ENTRY #4
Three poems / three criteria
In a poem I look for language, meaning, and feeling.
Language that includes internal rhyme is my favorite. To my ear pencil, spent and intention form a sound cluster; to hear such rhymes, I must slow down my reading and give the poem space to grow.
Meaning depends on the poet’s skill and the reader’s experience. I once wrote a poem that described exactly my yearning to visit a European castle; my professor said it was “an aesthetic ink blot.” A definite lack of skill...
As to feeling, I want a poem to open like a Japanese fan, each rib revealing more until the scene is complete and my heart grasps the ineffable. This, of course, is totally subjective.
Now for these three poems…
The strength of Martyrs’ beach’s is in its meaning. Knowledge of aboriginal history isn’t required to understand the slaughter or the irony: because they were killed, little was known of them. A touching insight diminished by the pedestrian language, perhaps chosen to underline casual slaughter and to match the quotes. The single flourish is the blood red seaweed foretelling the massacre.

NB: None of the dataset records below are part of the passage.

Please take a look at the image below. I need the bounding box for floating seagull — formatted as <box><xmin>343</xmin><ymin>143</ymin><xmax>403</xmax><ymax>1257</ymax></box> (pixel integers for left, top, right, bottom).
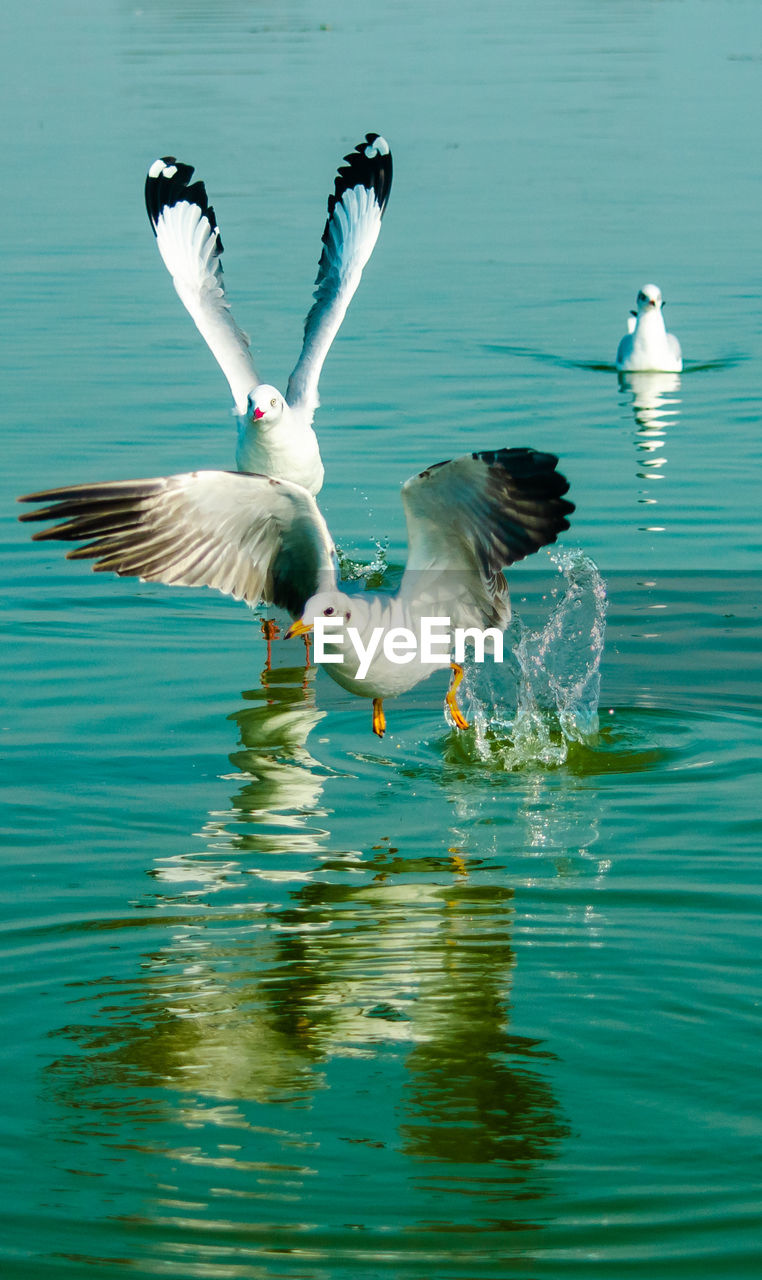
<box><xmin>145</xmin><ymin>133</ymin><xmax>393</xmax><ymax>493</ymax></box>
<box><xmin>615</xmin><ymin>283</ymin><xmax>682</xmax><ymax>373</ymax></box>
<box><xmin>19</xmin><ymin>449</ymin><xmax>573</xmax><ymax>737</ymax></box>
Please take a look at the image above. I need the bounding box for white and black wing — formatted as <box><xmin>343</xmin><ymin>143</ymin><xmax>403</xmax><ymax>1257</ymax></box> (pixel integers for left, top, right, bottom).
<box><xmin>285</xmin><ymin>133</ymin><xmax>392</xmax><ymax>416</ymax></box>
<box><xmin>19</xmin><ymin>471</ymin><xmax>336</xmax><ymax>618</ymax></box>
<box><xmin>400</xmin><ymin>448</ymin><xmax>574</xmax><ymax>628</ymax></box>
<box><xmin>145</xmin><ymin>158</ymin><xmax>259</xmax><ymax>414</ymax></box>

Posthumous is an extended metaphor – a poet’s life, starting with his hopes and moving ever deeper into failure. The quickening movement -- driving, hit by a speeding car, then flying -- feels like time speeding up towards the end of life. The final line, “the sudden pleasure of beak on eyeball,” nails an image he has been lacking. The quotidian language – traffic, engine failure, the left turn at an exit – plays nicely against the metaphors – the circling shadows (critics, buzzards) or the small fertile section in the field of poems. When I reach the end, the fan is open and I understand his struggle. What is more, I care about it.

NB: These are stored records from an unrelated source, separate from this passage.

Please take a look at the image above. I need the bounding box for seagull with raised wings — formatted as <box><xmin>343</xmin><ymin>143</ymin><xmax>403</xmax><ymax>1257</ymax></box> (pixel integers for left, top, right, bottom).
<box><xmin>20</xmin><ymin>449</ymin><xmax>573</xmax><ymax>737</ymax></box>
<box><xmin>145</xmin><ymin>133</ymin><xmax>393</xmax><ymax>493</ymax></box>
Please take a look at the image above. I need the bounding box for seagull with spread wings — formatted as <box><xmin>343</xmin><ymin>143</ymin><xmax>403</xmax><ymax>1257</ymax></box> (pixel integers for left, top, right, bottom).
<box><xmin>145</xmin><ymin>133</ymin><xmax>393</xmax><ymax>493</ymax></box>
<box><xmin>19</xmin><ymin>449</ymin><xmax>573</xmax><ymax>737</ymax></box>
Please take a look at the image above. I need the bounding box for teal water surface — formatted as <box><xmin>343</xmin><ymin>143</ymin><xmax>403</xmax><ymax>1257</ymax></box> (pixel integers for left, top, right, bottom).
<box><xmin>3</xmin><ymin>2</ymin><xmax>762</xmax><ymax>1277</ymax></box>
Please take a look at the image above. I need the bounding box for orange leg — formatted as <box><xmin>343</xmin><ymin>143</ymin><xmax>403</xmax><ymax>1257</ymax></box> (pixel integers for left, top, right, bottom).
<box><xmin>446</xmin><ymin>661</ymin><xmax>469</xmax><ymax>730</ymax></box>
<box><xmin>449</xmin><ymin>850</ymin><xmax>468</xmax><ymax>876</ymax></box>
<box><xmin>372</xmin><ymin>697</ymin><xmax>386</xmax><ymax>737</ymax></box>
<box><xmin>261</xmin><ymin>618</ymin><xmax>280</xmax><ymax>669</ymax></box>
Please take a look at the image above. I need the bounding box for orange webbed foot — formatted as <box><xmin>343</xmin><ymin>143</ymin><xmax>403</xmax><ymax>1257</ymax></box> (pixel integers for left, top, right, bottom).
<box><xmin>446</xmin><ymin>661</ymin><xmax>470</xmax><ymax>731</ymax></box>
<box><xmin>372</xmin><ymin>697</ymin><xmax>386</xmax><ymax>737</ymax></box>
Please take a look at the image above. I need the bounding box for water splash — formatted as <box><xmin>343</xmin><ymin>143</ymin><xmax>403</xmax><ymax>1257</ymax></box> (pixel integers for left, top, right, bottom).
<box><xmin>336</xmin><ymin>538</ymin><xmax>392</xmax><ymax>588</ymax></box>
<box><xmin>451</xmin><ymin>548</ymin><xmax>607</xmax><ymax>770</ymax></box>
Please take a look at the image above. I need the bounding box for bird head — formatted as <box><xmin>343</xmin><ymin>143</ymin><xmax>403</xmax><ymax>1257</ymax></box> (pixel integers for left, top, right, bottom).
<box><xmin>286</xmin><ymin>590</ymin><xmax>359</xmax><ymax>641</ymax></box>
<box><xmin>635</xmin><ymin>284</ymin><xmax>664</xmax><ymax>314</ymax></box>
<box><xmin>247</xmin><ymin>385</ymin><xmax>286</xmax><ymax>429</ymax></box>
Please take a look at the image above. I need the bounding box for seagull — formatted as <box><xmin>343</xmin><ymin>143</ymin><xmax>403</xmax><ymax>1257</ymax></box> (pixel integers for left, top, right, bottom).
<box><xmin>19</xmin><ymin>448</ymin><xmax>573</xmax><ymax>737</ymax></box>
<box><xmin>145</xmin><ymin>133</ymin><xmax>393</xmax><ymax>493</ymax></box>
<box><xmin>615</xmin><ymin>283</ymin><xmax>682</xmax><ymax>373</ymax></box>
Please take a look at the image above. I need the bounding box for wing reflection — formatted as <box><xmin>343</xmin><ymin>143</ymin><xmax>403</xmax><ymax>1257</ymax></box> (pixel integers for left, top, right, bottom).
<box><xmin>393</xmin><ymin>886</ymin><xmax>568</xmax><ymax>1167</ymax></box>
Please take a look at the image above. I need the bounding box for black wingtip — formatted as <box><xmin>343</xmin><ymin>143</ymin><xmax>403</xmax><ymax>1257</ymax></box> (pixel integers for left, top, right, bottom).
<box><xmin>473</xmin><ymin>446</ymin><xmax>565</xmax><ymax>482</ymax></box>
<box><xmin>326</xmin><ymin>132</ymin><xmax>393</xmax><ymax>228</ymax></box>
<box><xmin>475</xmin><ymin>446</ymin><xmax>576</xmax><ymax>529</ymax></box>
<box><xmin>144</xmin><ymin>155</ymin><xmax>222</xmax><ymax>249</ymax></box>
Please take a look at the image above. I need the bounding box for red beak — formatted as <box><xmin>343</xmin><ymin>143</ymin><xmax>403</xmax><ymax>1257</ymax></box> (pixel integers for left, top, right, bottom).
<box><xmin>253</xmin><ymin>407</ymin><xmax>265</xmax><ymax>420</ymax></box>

Camera Man was my favorite. Each stanza had a falling sensation in its rhythm and the poem was lit by humor. Again, to my ear, the language was pedestrian, except for “the stone was placed here in the dreaming”, but it led me quickly forward to the sky of the ending. The two similar lines -- “danced for an instant” and “laugh for a moment” -- were disappointing in such a short poem. That said, the meaning was clear and the ending unexpected. This is a poem I would share with friends.